The R/S Challenge Most Students Get Wrong

This molecule has three chiral atoms. The question is: can you assign all of the stereodescriptors in this molecule?

Let’s get back to our molecule. As mentioned, we have three chiral carbons here: this one, this one, and finally this one. I’m going to call them atom A, atom B, and atom C. Pause this tutorial right now and try assigning the stereodescriptors yourself, then keep going to see how you did.

Starting with atom A: this carbon’s implicit hydrogen is facing us directly. Whenever an implicit atom like this falls on a wedge or a dash, make sure your wedges and dashes stay on the same side of the molecule. As a rule of thumb, never cross your plane lines, and never draw wedges and dashes on opposite sides of them. They always need to be on the same side.

This carbon’s implicit hydrogen is automatically the lowest priority, group four. Of the three carbon substituents, one connects to a real oxygen plus a phantom oxygen (from the carbon-oxygen double bond) and a nitrogen, and that combination beats plain carbon right away, making it priority one. The other two carbons tie at the first shell, so we look one level further out: the carbon that connects to nitrogen outranks the one that only connects to another carbon, giving us priority two and priority three. Since the hydrogen, our lowest priority, points toward us instead of away, a double-flip rotation, swapping groups 3 and 4, then 1 and 2, lets us view the center correctly. Once it’s reoriented, tracing 1 to 2 to 3 goes clockwise, making atom A the R stereocenter.

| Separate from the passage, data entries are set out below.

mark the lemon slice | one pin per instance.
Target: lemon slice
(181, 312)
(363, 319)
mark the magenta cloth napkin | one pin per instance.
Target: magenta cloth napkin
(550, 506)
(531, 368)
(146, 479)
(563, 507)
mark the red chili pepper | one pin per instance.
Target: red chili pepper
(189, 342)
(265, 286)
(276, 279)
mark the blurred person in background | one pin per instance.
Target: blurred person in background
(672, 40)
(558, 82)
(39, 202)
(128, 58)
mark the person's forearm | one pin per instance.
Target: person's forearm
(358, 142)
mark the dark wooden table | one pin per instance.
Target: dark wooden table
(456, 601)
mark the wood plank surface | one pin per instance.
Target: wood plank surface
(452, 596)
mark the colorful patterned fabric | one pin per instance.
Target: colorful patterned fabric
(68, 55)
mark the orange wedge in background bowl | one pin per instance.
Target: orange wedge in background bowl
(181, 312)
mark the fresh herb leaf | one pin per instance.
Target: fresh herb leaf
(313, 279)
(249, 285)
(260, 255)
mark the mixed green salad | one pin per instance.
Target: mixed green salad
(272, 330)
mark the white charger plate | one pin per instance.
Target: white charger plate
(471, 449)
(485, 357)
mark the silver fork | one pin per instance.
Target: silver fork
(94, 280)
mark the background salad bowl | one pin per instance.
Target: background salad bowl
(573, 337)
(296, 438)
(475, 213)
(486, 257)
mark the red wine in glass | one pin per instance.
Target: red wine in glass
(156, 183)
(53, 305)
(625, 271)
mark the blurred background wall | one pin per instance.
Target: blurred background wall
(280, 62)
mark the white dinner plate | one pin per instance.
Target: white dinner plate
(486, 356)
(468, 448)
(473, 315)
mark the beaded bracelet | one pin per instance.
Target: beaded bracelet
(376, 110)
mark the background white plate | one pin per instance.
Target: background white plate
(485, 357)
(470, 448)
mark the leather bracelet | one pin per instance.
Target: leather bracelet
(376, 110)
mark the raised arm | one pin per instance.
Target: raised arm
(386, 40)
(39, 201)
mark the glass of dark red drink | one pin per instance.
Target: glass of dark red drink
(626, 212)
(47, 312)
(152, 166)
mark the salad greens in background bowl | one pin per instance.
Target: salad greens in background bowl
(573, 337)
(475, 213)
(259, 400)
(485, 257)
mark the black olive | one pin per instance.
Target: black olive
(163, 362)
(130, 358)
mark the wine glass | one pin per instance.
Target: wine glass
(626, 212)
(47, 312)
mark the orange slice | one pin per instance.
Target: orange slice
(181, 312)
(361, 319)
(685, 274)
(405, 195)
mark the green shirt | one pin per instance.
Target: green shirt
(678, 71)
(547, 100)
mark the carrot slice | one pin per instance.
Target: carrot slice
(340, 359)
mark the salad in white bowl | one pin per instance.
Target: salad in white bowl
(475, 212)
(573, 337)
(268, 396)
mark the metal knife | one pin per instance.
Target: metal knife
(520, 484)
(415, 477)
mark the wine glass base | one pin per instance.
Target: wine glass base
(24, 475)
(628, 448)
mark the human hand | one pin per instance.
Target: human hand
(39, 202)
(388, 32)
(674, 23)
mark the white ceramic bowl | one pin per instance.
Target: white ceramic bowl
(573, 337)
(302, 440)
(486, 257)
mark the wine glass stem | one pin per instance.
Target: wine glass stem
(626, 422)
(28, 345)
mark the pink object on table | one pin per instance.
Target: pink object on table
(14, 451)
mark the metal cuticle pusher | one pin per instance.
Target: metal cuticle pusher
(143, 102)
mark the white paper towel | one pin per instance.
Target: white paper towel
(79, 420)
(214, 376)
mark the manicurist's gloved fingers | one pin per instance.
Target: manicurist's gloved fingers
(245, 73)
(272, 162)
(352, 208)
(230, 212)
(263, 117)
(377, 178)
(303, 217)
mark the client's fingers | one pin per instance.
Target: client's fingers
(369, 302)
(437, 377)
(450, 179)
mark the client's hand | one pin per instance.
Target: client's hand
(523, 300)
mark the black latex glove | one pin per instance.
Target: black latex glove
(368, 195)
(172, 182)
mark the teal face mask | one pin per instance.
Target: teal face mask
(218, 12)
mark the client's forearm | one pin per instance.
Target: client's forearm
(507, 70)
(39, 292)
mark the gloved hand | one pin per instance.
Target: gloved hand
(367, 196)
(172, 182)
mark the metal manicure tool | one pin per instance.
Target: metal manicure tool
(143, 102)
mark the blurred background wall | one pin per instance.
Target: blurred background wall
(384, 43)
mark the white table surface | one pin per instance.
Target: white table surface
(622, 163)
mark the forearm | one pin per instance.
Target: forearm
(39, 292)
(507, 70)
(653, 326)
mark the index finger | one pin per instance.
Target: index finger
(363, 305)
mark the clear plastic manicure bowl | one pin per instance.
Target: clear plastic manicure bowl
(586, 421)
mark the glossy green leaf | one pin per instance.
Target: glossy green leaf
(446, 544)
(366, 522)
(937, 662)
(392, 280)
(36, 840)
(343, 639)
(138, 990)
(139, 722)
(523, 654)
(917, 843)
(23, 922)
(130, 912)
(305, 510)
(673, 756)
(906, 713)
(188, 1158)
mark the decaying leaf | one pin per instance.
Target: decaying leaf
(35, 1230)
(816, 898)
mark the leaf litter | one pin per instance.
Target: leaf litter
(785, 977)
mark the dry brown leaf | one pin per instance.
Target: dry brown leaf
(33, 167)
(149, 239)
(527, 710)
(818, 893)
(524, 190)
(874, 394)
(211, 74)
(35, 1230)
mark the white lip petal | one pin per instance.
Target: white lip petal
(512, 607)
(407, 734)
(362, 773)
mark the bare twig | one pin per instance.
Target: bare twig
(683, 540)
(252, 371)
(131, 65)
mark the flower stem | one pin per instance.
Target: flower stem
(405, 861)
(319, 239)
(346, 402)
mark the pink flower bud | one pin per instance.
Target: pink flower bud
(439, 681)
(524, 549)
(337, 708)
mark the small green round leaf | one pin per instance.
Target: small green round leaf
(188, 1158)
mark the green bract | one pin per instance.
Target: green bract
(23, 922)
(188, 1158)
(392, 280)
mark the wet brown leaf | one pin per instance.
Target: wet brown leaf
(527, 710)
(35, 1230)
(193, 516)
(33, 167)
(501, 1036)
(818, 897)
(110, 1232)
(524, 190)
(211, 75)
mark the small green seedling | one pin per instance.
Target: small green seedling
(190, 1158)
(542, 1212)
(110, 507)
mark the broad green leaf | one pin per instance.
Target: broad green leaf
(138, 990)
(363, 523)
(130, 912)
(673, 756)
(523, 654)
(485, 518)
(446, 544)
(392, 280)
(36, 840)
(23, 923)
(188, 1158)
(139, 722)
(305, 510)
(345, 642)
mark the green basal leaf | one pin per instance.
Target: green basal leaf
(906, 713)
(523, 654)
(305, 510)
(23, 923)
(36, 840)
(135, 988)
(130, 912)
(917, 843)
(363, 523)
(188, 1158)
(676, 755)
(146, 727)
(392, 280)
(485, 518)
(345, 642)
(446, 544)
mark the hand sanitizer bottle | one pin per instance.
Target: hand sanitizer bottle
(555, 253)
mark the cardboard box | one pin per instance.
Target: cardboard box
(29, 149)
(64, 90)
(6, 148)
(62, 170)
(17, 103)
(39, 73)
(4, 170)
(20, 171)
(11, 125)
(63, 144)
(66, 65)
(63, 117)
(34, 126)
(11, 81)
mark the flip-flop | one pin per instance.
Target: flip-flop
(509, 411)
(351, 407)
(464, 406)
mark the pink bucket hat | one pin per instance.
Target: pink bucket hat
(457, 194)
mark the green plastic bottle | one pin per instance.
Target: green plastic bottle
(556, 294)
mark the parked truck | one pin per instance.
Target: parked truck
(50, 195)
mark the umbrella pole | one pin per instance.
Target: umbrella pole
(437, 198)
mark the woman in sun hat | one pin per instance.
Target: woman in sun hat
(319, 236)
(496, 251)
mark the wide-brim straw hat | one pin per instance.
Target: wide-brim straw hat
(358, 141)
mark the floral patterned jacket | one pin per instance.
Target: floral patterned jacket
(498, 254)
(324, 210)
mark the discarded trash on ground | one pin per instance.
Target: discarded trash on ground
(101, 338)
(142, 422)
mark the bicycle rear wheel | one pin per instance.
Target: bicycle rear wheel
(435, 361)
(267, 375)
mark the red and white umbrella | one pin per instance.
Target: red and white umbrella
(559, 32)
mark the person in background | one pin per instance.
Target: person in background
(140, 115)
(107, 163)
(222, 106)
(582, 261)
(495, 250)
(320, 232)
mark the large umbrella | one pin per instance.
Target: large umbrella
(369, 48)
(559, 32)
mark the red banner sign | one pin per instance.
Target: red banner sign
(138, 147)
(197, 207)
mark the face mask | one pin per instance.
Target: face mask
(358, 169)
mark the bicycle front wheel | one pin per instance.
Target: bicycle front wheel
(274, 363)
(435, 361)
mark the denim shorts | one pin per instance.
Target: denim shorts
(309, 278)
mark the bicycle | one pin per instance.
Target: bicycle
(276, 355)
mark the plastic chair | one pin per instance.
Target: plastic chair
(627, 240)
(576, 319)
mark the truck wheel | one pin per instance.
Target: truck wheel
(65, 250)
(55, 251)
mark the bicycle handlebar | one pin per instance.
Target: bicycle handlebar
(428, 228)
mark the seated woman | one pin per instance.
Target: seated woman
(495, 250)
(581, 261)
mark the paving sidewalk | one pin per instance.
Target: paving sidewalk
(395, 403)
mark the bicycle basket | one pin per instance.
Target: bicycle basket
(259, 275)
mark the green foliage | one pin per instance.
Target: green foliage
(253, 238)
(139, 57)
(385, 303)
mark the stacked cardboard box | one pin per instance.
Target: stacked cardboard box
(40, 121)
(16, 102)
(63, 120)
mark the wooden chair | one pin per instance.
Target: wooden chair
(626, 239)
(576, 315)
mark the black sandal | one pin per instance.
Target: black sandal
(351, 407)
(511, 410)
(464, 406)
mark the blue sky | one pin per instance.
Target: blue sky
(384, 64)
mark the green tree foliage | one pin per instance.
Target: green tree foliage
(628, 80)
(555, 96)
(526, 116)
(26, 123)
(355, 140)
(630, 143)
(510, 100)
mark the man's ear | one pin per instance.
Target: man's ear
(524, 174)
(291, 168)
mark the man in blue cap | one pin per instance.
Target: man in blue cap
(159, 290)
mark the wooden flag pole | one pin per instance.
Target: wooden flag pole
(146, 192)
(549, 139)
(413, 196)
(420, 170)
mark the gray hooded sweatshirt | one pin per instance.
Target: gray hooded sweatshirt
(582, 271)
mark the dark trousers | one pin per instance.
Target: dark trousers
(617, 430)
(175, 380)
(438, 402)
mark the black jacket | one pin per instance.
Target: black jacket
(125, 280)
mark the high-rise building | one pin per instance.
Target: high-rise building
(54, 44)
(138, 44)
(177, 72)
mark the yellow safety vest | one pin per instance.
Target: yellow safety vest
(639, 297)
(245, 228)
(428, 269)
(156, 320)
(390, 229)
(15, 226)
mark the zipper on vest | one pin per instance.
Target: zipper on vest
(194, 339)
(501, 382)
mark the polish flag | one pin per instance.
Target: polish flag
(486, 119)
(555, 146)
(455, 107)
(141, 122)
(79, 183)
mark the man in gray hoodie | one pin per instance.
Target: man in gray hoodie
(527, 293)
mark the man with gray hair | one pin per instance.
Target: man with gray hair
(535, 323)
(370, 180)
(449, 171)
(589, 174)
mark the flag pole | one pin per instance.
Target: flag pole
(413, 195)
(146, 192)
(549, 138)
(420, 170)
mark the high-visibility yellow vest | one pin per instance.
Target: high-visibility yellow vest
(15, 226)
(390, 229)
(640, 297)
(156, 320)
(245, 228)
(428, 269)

Moving on to atom B: the implicit hydrogen here already points away from us, which simplifies things. Nitrogen is immediately the highest priority, and hydrogen is the lowest. Between the two remaining carbons, the one bonded to a real oxygen plus a phantom oxygen (again from a double bond) outranks the one bonded only to hydrogens, making it priority two, with the other carbon at priority three. Since the lowest-priority group is already oriented correctly, we can read the order directly: 1 to 2 to 3 goes counterclockwise, making atom B the S stereocenter.

Last is atom C, which has no implicit hydrogens since every substituent here is drawn explicitly. The oxygen sits on the wedge and is immediately priority one. Among the three carbon substituents, the one bonded only to hydrogens ranks lowest, at priority four. Of the remaining two, the one connected to a real oxygen plus a phantom oxygen outranks the one connected only to hydrogens, putting them at priority two and three. Because the lowest-priority group still isn’t pointing away from us, another double-flip rotation is needed; once it’s corrected, tracing 1 to 2 to 3 again goes counterclockwise, making atom C the S stereocenter as well.

There’s an important trap built into this example, one designed to test whether you’re using shortcuts rather than understanding the actual method. Here’s the trick some students fall into: when the lowest-priority group doesn’t point away from you, they assign the stereodescriptor as if it does, then simply flip the letter at the end. Try that shortcut here, and it gives you the wrong answer. Instead of relying on tricks like that, it’s worth understanding the double-flip method covered in this tutorial series, a reliable way to rotate a stereocenter properly in space without depending on shortcuts. Understanding why a method works, rather than applying rules mechanically, is what leads to the correct assignment every time.